How to Adapt Your Skin Care to Sleepless Nights
The first and most important thing to do is to try and improve your sleep. There is a special branch of medicine, somnology, which studies and treats sleep disorders.
Skin damage aside, sleep disorders increase the risk of diabetes, blood circulation disturbances, endocrine and digestive systems’ diseases and even some types of malignant tumours. Sleep deprivation must be treated and fortunately effective therapy is available today.
The first thing to do is to look at all the things that prevent you from getting the sleep you need.
— Avoid bright white light in the evening, opting instead for deemed yellow light before sleep.
— It is very important not to overeat and not go to bed on full stomach.
— Checking social media before going to bed is also rather a negative factor: the blue light of your gadget screen disturbs melanin synthesis.
— Comfortable bed, cool air and good ventilation, quiet and dark bedroom will help you sleep.

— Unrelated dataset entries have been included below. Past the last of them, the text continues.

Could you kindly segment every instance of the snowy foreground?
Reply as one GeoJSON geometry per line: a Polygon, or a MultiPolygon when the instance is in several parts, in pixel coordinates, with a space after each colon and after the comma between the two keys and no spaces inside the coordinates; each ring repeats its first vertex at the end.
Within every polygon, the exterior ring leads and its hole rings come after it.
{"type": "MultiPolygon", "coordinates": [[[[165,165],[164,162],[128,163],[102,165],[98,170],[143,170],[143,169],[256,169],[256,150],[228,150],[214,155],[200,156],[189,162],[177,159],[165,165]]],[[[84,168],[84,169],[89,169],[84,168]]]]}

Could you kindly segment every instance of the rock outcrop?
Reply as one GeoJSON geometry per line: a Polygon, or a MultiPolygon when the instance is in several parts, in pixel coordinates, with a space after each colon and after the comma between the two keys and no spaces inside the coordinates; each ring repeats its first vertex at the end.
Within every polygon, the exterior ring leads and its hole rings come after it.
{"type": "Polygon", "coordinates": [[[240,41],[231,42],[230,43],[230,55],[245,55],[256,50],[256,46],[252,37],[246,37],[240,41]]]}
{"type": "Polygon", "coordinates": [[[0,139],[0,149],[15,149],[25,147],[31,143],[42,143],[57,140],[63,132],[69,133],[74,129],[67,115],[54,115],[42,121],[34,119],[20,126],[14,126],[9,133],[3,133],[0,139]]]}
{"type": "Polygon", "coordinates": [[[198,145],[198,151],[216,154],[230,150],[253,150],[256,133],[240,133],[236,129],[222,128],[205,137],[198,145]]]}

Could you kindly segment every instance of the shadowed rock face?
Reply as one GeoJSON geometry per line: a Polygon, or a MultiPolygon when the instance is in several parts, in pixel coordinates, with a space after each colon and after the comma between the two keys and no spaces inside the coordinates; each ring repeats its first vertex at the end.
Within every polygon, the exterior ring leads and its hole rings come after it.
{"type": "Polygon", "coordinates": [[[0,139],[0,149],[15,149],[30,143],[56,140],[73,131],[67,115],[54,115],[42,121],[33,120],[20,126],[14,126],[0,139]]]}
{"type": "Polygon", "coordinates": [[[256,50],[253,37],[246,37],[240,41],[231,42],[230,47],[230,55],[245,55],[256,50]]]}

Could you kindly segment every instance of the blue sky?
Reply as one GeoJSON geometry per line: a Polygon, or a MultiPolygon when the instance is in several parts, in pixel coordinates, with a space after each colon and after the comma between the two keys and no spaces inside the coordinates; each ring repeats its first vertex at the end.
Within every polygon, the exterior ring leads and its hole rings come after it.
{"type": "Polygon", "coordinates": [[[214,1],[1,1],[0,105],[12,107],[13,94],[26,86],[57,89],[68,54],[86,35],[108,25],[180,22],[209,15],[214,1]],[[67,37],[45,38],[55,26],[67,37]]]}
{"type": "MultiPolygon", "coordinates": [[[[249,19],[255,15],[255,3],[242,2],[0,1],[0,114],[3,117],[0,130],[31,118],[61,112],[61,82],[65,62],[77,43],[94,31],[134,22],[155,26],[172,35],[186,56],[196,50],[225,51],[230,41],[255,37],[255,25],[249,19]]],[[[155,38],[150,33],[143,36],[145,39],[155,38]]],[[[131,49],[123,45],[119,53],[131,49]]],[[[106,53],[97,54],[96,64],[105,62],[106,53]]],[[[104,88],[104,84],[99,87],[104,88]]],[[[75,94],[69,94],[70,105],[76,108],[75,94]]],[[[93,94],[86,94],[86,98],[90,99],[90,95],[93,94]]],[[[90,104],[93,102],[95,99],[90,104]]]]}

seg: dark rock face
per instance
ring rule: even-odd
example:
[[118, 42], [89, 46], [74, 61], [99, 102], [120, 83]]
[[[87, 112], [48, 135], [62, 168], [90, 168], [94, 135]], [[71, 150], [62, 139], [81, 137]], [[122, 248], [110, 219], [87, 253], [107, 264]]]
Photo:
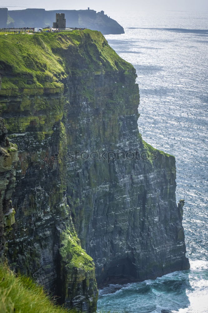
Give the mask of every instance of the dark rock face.
[[16, 145], [10, 143], [7, 131], [0, 118], [0, 261], [6, 260], [6, 234], [15, 222], [15, 211], [11, 199], [14, 188], [15, 172], [13, 167], [18, 160]]
[[0, 28], [7, 27], [7, 8], [0, 8]]
[[[100, 33], [48, 34], [20, 36], [13, 44], [21, 49], [27, 38], [30, 64], [38, 46], [55, 66], [50, 69], [41, 58], [38, 75], [36, 68], [29, 72], [37, 85], [30, 85], [24, 80], [28, 61], [22, 59], [22, 80], [20, 72], [12, 89], [12, 75], [3, 77], [0, 91], [1, 115], [19, 150], [7, 257], [67, 307], [93, 312], [97, 293], [91, 257], [100, 286], [189, 268], [184, 203], [176, 203], [175, 158], [139, 132], [133, 67]], [[52, 82], [44, 82], [50, 71]]]
[[44, 9], [26, 9], [8, 12], [14, 21], [12, 25], [15, 27], [38, 27], [48, 25], [52, 27], [58, 11], [65, 14], [67, 27], [86, 28], [98, 30], [104, 34], [124, 33], [123, 27], [116, 21], [101, 12], [97, 13], [93, 10], [46, 11]]

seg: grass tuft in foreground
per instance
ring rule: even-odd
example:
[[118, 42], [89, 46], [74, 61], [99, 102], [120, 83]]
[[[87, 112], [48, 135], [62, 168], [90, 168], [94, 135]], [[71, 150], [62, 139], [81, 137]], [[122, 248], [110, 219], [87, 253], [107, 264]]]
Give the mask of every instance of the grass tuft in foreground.
[[[42, 287], [0, 264], [0, 313], [72, 313], [55, 305]], [[75, 311], [74, 311], [75, 313]]]

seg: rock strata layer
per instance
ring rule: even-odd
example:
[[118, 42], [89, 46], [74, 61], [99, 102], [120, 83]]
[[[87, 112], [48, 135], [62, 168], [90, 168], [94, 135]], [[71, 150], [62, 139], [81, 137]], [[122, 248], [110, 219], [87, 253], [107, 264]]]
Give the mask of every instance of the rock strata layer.
[[98, 32], [14, 37], [0, 38], [0, 114], [19, 160], [11, 266], [90, 312], [96, 277], [189, 268], [175, 158], [142, 140], [133, 66]]
[[[58, 10], [46, 11], [44, 9], [26, 9], [9, 10], [0, 8], [2, 27], [52, 27], [56, 13], [64, 13], [67, 27], [89, 28], [103, 34], [123, 34], [122, 26], [110, 18], [103, 11], [94, 10]], [[3, 11], [2, 10], [4, 10]], [[0, 23], [1, 22], [0, 22]], [[1, 24], [0, 23], [0, 25]], [[0, 27], [1, 26], [0, 26]]]

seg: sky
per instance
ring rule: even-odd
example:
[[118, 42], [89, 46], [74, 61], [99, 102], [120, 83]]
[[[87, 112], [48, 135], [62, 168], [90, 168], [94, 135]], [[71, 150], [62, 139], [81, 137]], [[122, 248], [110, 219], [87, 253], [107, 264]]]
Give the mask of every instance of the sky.
[[43, 1], [35, 0], [0, 0], [0, 7], [9, 9], [18, 9], [27, 8], [45, 8], [47, 10], [65, 9], [69, 10], [86, 9], [88, 7], [97, 12], [103, 10], [109, 15], [116, 11], [128, 12], [135, 10], [170, 10], [204, 11], [208, 10], [207, 0], [79, 0], [72, 1], [62, 0]]

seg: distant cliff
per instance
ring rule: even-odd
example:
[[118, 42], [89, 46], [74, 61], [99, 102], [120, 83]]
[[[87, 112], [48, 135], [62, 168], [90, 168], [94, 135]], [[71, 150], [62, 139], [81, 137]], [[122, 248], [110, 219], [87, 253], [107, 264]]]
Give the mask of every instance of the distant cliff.
[[90, 312], [96, 277], [189, 268], [175, 159], [142, 140], [133, 66], [98, 32], [17, 35], [0, 36], [0, 116], [18, 151], [10, 266]]
[[[104, 34], [122, 34], [124, 32], [123, 27], [116, 21], [105, 14], [103, 11], [97, 13], [93, 10], [47, 11], [44, 9], [26, 9], [9, 11], [7, 27], [40, 27], [48, 25], [52, 27], [53, 22], [55, 21], [57, 13], [65, 13], [66, 26], [67, 27], [86, 28], [98, 30]], [[7, 14], [7, 12], [5, 10], [4, 13]], [[4, 18], [5, 20], [5, 17]], [[4, 26], [2, 27], [6, 27], [6, 21], [4, 21]]]

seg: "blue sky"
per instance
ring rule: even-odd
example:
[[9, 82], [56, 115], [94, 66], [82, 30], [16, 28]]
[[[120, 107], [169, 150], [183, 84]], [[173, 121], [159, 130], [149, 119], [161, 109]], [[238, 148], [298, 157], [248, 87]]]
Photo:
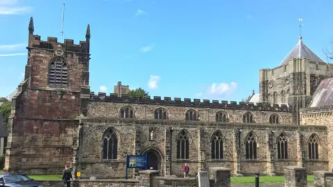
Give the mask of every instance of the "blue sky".
[[117, 81], [151, 96], [240, 100], [259, 91], [259, 70], [303, 42], [323, 60], [333, 39], [333, 1], [0, 1], [0, 96], [22, 81], [28, 25], [76, 44], [91, 26], [92, 91]]

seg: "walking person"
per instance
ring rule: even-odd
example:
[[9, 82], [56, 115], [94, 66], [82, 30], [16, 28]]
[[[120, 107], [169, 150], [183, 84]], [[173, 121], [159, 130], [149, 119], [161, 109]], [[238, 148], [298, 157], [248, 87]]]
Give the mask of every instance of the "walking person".
[[71, 187], [71, 179], [72, 179], [71, 170], [68, 165], [65, 166], [65, 170], [62, 171], [62, 181], [66, 184], [67, 187]]
[[185, 164], [184, 165], [184, 178], [187, 178], [189, 177], [189, 166], [187, 165], [187, 163], [185, 163]]

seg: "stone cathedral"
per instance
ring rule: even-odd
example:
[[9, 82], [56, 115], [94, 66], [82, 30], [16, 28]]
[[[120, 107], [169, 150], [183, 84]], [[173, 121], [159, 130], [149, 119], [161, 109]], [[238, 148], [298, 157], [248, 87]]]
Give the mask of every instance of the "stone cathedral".
[[259, 94], [237, 103], [130, 97], [121, 82], [113, 93], [92, 92], [90, 37], [88, 25], [78, 44], [43, 41], [31, 18], [5, 171], [60, 172], [69, 163], [83, 178], [123, 177], [128, 154], [146, 154], [148, 166], [164, 175], [182, 175], [185, 163], [190, 175], [213, 166], [234, 175], [333, 167], [333, 66], [301, 37], [276, 68], [259, 71]]

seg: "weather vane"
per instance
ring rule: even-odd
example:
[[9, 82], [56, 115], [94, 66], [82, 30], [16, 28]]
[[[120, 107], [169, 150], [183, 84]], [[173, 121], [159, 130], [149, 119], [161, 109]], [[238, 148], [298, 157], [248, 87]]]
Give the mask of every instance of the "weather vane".
[[300, 24], [298, 25], [298, 27], [300, 28], [300, 37], [302, 37], [302, 27], [304, 26], [302, 24], [302, 21], [303, 21], [302, 19], [298, 18], [298, 22], [300, 22]]

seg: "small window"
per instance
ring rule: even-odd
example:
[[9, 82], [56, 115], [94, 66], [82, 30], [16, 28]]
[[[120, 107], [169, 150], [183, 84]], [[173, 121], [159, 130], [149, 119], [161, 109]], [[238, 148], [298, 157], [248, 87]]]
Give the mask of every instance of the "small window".
[[134, 109], [131, 107], [124, 107], [120, 109], [121, 118], [134, 118]]
[[278, 159], [288, 159], [288, 141], [287, 136], [281, 134], [278, 138]]
[[248, 112], [244, 115], [243, 115], [243, 123], [254, 123], [253, 114], [251, 112]]
[[154, 118], [158, 120], [166, 120], [167, 118], [166, 110], [164, 108], [158, 108], [154, 112]]
[[250, 132], [246, 137], [246, 159], [257, 159], [257, 137]]
[[279, 124], [279, 116], [273, 114], [269, 116], [269, 124]]
[[186, 121], [198, 121], [199, 115], [196, 111], [189, 109], [185, 114]]
[[223, 112], [219, 112], [215, 115], [215, 120], [216, 122], [226, 122], [227, 114]]
[[316, 134], [312, 134], [309, 139], [309, 159], [318, 160], [319, 151], [318, 151], [318, 136]]
[[177, 159], [188, 159], [189, 152], [189, 136], [182, 130], [177, 138]]
[[61, 58], [56, 59], [50, 64], [49, 86], [67, 87], [68, 84], [68, 67]]
[[222, 133], [217, 131], [212, 136], [212, 159], [223, 159], [223, 140]]

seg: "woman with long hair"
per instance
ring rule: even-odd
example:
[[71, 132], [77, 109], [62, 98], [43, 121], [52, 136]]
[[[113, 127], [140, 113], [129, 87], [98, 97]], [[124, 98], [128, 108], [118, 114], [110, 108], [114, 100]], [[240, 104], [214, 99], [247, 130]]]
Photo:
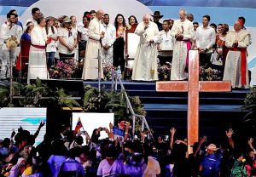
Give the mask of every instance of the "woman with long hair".
[[120, 66], [122, 73], [125, 71], [125, 37], [126, 23], [124, 15], [118, 14], [114, 20], [116, 29], [116, 40], [113, 46], [113, 65], [115, 67]]

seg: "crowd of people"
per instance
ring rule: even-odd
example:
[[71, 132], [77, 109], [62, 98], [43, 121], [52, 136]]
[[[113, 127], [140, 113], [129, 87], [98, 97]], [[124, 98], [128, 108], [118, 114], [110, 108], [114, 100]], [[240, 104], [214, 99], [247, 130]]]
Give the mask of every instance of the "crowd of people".
[[[160, 22], [163, 17], [160, 11], [143, 15], [142, 22], [134, 15], [126, 22], [124, 15], [118, 14], [113, 25], [103, 10], [84, 12], [81, 23], [75, 16], [44, 17], [38, 8], [32, 9], [32, 15], [22, 26], [17, 12], [10, 10], [1, 26], [2, 79], [9, 77], [10, 61], [20, 70], [28, 63], [28, 81], [37, 77], [47, 79], [48, 69], [55, 65], [56, 59], [82, 61], [81, 78], [84, 80], [102, 78], [102, 68], [108, 65], [120, 70], [125, 77], [128, 71], [127, 34], [135, 33], [139, 44], [129, 70], [132, 69], [132, 80], [158, 80], [158, 65], [166, 62], [172, 63], [171, 80], [186, 80], [188, 51], [195, 49], [201, 66], [220, 70], [223, 80], [231, 81], [233, 88], [249, 87], [247, 48], [251, 37], [243, 17], [237, 19], [231, 30], [227, 24], [210, 24], [207, 14], [202, 16], [202, 26], [199, 26], [185, 9], [179, 10], [177, 20], [164, 20], [163, 23]], [[11, 41], [20, 45], [20, 54], [9, 52]]]
[[[234, 142], [231, 128], [219, 137], [224, 141], [213, 144], [204, 136], [188, 147], [186, 140], [176, 137], [175, 128], [169, 136], [156, 140], [144, 129], [131, 140], [130, 123], [125, 121], [95, 128], [91, 136], [62, 125], [36, 146], [44, 126], [42, 122], [34, 134], [20, 127], [0, 141], [0, 176], [256, 176], [253, 139], [241, 146]], [[100, 140], [102, 131], [108, 137]]]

— As for skin care, if you are concerned about skin dryness, use cosmetic products compensating for it. Trying skincare products improving regeneration and restorative properties is also a good idea. Night cream or concentrate can contain stem cells of plant origin, niacinamide, coenzyme Q10, wakame extract, green tea extract, centella asiatica extract, etc.
How to Help Your Skin Cope with Lack of Sleep
Circadian biorhythms appear to be a very stable system, they’re managed by deep brain structures and are fairly resistant to external influence. Individual circadian rhythm characteristics can be compensated for if necessary, for example by applying a thicker and more nourishing cream to dry skin at night which will reduce the increasing moisture loss and eliminate the feeling of taut skin in the morning.
Today new ingredients are available to help restore healthy circadian rhythm. The best known is melatonin, which can be both taken orally and included in skincare composition. Recently Clariant Lab created the first ingredient able to synchronise circadian rhythms of skin cells, as they’re desynchronisation can be dangerous and lead to health problems. The ingredient was named Beta-Circadin; it is based on the extract of South Korean plant Lespedeza Capitata, containing specific flavonoids carlinoside and isoscaftoside able to affect the expression of the skin’s ‘time genes’.
Steroid hormone dexamethasone has a similar effect, but it must not be applied unless prescribed by a doctor to treat some skin condition. Another ingredient that can recalibrate the skin’s biological clock was developed by Swiss laboratory Rahn on the basis of rice and rosemary extracts. This ingredient is called Celligent; it helps accelerate healing, improve the skin’s barrier properties and reduce the symptoms of stress in people who sleep badly, work night shifts or often travel across different time zones.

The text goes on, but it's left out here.